That it falls a little shy of greatness is perhaps inevitable. The story is just a little too silly to carry the emotional weight of a masterpiece. It is a melancholy fact that while the visionaries of a generation ago, like Coppola with "Apocalypse Now," tried frankly to make films of great consequence, an equally ambitious director like Peter Jackson is aiming more for popular success.
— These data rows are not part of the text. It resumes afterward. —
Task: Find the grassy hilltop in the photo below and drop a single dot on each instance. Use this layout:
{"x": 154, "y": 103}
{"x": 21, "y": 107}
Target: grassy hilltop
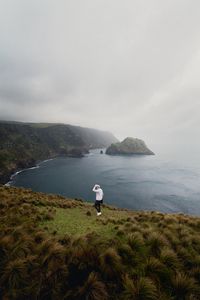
{"x": 56, "y": 248}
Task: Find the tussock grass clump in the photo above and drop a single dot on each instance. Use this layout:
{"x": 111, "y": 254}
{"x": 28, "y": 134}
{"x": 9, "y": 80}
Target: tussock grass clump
{"x": 141, "y": 289}
{"x": 57, "y": 248}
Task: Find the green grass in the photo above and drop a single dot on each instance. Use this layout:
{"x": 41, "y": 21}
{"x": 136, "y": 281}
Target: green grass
{"x": 57, "y": 248}
{"x": 76, "y": 221}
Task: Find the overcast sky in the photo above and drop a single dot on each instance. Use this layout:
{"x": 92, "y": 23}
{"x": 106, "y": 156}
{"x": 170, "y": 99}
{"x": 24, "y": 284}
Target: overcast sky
{"x": 128, "y": 66}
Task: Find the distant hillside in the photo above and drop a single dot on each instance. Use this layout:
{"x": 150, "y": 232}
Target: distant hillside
{"x": 129, "y": 146}
{"x": 22, "y": 144}
{"x": 57, "y": 248}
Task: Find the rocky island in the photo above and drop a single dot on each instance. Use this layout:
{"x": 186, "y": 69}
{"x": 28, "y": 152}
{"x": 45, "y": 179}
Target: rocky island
{"x": 129, "y": 146}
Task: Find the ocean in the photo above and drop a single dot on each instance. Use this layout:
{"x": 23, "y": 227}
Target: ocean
{"x": 159, "y": 182}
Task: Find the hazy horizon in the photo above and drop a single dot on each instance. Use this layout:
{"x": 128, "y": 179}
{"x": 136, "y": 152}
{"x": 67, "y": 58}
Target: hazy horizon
{"x": 128, "y": 67}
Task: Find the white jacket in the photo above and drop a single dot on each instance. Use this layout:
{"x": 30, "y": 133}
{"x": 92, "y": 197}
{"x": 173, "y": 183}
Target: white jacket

The epic fantasy has displaced real contemporary concerns, and audiences are much more interested in Middle Earth than in the world they inhabit.If he thinks Tolkien's story is "silly," I'd hate to hear what he thinks of such flights of fancy as Hamlet or Oedipus. (Consider as well the fawning review that Ebert once wrote for Forrest Gump, a movie that, while delightful, has an utterly ludicrous plot.)
And what makes Ebert think that a film is to be judged by whether it is about "the world [we] inhabit" or by its relevance to "real contemporary concerns"? What an odd criterion. Must a story be about the war in Iraq or the expansion of Medicare in order to be worthy of Ebert's approval?
Ebert continues:
There is little enough psychological depth anywhere in the films, actually, and they exist mostly as surface, gesture, archetype and spectacle. They do that magnificently well, but one feels at the end that nothing actual and human has been at stake; cartoon characters in a fantasy world have been brought along about as far as it is possible for them to come, and while we applaud the achievement, the trilogy is more a work for adolescents (of all ages) than for those hungering for truthful emotion thoughtfully paid for.Ebert just doesn't understand the genre. To paraphrase what a thoughtful observer once said about the second film, criticizing Tolkien for a lack of "psychological depth" is like criticizing Jane Austen's books for lacking any sweeping battles or heroic rescues. It is a mistake to treat one narrow genre of artistic expression (i.e., the realistic psychological drama) as the model for all genres.